No Judgment | Whatever decisions they make, don’t judge them. Be respectful of their decisions, even if you wish it were different. They may choose to leave and return to the relationship many times and will need your continued support.
Share About FCC | Let them know that we’re available. Our advocates can help them develop a safety plan, provide support and share resources. You can offer to be there when they call. If they aren’t ready to reach out, let them know that you’ll be there when they are.
WHY WON’T THEY JUST LEAVE?
If you’ve never been in an abusive relationship, it can be hard to understand why a person wouldn’t just leave an abuser. It is much more complicated than “just leaving”. It can be the most dangerous time for a victim because when they leave, they are taking control. When an abuser feels that control slipping away, it can cause the abuser to retaliate in very destructive ways.
Aside from it being dangerous, there are other reasons why people stay in abusive relationships. This list is not all-inclusive, but gives some of the common reasons.

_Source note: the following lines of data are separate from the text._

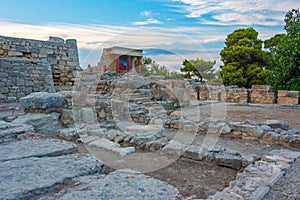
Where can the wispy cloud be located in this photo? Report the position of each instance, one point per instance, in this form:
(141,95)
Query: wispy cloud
(146,13)
(147,21)
(150,18)
(233,12)
(175,44)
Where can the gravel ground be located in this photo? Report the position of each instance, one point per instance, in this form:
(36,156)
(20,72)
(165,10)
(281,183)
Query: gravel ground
(288,187)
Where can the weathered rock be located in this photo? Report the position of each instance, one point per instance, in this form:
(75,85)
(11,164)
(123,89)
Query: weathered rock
(68,134)
(195,153)
(67,117)
(29,177)
(248,131)
(10,131)
(277,124)
(295,143)
(112,146)
(88,115)
(270,138)
(88,139)
(228,160)
(35,148)
(292,155)
(43,101)
(120,184)
(44,123)
(175,147)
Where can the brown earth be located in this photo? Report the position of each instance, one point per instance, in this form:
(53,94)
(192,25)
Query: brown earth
(199,179)
(194,178)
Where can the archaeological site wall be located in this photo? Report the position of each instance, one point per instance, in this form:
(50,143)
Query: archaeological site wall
(33,65)
(259,94)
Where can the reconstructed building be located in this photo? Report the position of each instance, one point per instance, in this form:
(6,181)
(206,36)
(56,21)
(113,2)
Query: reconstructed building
(121,59)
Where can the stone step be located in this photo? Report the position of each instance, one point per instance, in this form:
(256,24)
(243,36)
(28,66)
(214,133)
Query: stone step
(29,177)
(35,148)
(106,144)
(122,184)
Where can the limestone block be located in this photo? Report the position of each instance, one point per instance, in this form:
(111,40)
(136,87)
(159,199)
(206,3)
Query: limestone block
(112,146)
(43,101)
(277,124)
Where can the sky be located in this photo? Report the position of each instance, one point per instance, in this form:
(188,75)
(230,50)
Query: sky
(168,31)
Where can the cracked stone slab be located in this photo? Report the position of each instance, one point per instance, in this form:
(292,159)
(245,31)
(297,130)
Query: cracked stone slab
(29,177)
(35,148)
(120,184)
(10,131)
(106,144)
(289,154)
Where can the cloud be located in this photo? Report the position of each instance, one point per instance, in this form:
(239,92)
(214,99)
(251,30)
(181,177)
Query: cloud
(233,12)
(146,13)
(174,44)
(148,21)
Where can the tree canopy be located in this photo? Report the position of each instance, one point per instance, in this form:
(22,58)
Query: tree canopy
(286,55)
(243,58)
(150,67)
(198,69)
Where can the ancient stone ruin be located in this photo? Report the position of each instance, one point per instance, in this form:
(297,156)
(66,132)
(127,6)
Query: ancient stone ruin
(94,134)
(32,66)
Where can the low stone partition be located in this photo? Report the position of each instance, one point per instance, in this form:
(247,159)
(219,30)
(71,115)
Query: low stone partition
(235,95)
(262,94)
(288,97)
(20,77)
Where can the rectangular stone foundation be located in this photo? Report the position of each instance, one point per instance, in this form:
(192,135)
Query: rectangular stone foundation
(288,97)
(262,94)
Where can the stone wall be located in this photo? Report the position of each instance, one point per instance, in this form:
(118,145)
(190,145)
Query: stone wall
(288,97)
(263,94)
(20,77)
(236,95)
(62,56)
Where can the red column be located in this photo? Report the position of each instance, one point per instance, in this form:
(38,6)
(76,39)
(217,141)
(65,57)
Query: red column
(128,63)
(139,66)
(117,63)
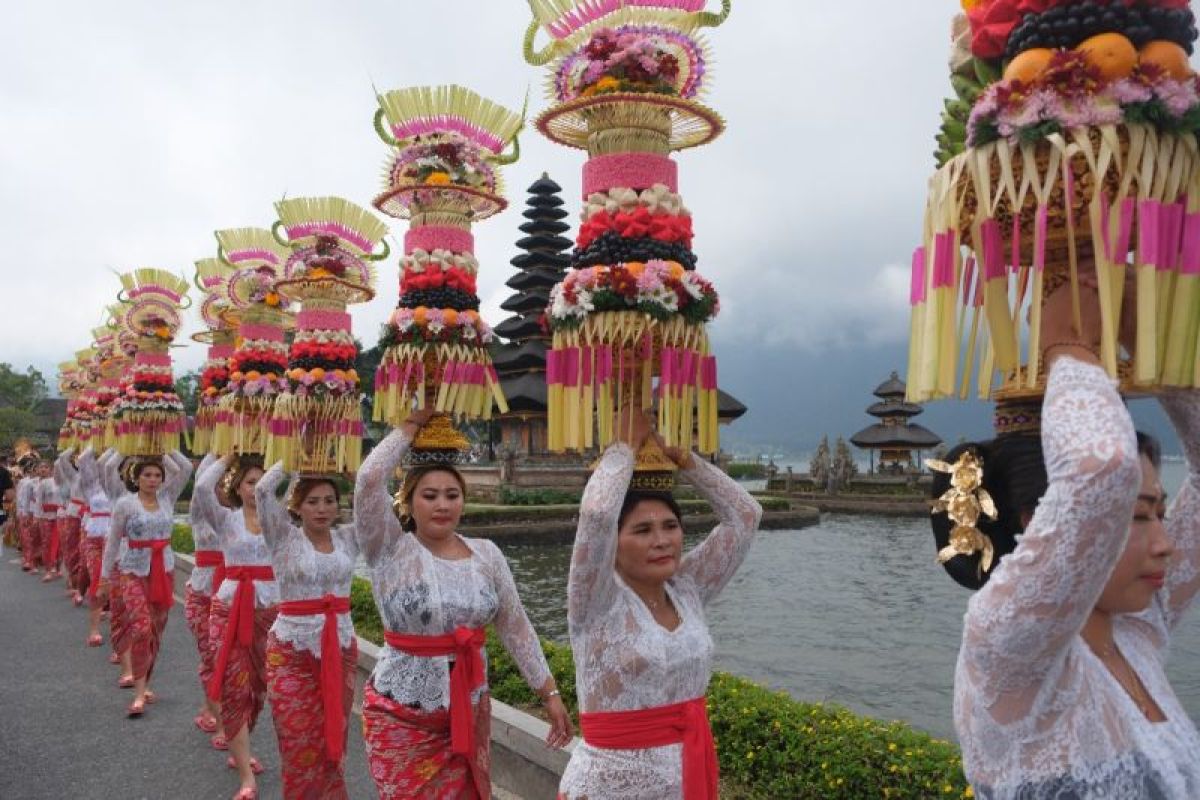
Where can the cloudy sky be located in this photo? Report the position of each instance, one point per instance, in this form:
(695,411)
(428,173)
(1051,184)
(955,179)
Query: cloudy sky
(132,130)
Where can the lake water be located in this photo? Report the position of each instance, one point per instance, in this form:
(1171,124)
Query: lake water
(852,611)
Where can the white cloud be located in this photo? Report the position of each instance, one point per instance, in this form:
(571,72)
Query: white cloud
(132,130)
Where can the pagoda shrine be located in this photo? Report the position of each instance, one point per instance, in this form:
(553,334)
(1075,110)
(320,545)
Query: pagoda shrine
(894,435)
(521,360)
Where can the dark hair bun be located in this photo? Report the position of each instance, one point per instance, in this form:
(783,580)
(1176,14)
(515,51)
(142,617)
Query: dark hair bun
(1014,475)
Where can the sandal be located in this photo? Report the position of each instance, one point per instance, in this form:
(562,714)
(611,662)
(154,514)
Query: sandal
(255,765)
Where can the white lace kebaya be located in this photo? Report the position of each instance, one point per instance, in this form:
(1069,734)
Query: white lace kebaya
(131,521)
(301,571)
(240,547)
(624,659)
(1038,714)
(424,595)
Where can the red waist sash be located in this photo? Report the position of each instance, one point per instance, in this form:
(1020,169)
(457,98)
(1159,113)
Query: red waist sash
(466,674)
(330,665)
(161,591)
(214,559)
(241,619)
(684,723)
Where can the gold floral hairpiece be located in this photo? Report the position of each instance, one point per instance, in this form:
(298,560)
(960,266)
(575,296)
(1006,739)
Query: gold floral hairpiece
(964,503)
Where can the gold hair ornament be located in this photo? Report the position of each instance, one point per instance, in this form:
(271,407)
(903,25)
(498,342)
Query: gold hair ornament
(964,503)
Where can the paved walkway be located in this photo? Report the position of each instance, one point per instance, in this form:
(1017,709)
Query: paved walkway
(63,726)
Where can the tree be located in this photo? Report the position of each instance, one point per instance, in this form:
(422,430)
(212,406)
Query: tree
(22,391)
(819,468)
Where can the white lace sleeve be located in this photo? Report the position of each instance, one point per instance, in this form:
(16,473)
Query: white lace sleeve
(712,563)
(115,533)
(205,504)
(513,624)
(111,475)
(89,474)
(273,517)
(375,524)
(1183,517)
(1039,596)
(178,469)
(592,584)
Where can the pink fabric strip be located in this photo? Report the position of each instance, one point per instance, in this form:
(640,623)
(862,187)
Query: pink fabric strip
(1149,212)
(708,373)
(917,286)
(571,367)
(1125,230)
(1189,248)
(1171,224)
(993,251)
(637,170)
(323,320)
(257,331)
(431,238)
(969,280)
(151,360)
(1015,245)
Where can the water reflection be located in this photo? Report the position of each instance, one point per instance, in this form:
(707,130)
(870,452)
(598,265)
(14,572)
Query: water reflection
(852,611)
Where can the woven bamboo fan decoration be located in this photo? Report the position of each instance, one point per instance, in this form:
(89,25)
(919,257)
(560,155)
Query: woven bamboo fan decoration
(109,365)
(259,360)
(443,175)
(78,384)
(316,426)
(220,335)
(1071,145)
(628,322)
(149,415)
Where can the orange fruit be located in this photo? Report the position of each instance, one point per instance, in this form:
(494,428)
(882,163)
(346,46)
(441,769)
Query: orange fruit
(1027,65)
(1168,55)
(1113,54)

- Fear: A person may be afraid of what will happen if they decide to leave the relationship.
- Believing Abuse is Normal: A person may not know what a healthy relationship looks like, perhaps from growing up in an environment where abuse was common, and they may not recognize that their relationship is unhealthy.
- Fear of Being Outed: If someone is in an LGBTQIA relationship and has not yet come out to everyone, their partner may threaten to reveal this secret.
- Embarrassment or Shame: It’s often difficult for someone to admit that they’ve been abused. They may feel they’ve done something wrong by becoming involved with an abusive partner. They may also worry that their friends and family will judge them.
- Low Self-Esteem: When an abusive partner constantly puts someone down and blames them for the abuse, it can be easy for the victim to believe those statements and think that the abuse is their fault.
- Love: So often, the victim feels love for their abusive partner. They may have children with them and want to maintain their family. Abusive people can often be charming, especially at the beginning of a relationship, and the victim may hope that their partner will go back to being that person. They may only want the violence to stop, not for the relationship to end entirely.
- Cultural/Religious Reasons: Traditional gender roles supported by someone’s culture or religion may influence them to stay rather than end the relationship for fear of bringing shame upon their family.
- Language Barriers/Immigration Status: If a person is undocumented, they may fear that reporting the abuse will affect their immigration status. Also, if their first language isn’t English, it can be difficult to express the depth of their situation to others.
- Lack of Money/Resources: Financial abuse is common, and a victim may be financially dependent on their abusive partner. Without money, access to resources or even a place to go, it can seem impossible for them to leave the relationship. This feeling of helplessness can be especially strong if the person lives with their abusive partner.
- Disability: When someone is physically dependent on their abusive partner, they can feel that their well-being is connected to the relationship. This dependency could heavily influence their decision to stay in an abusive relationship.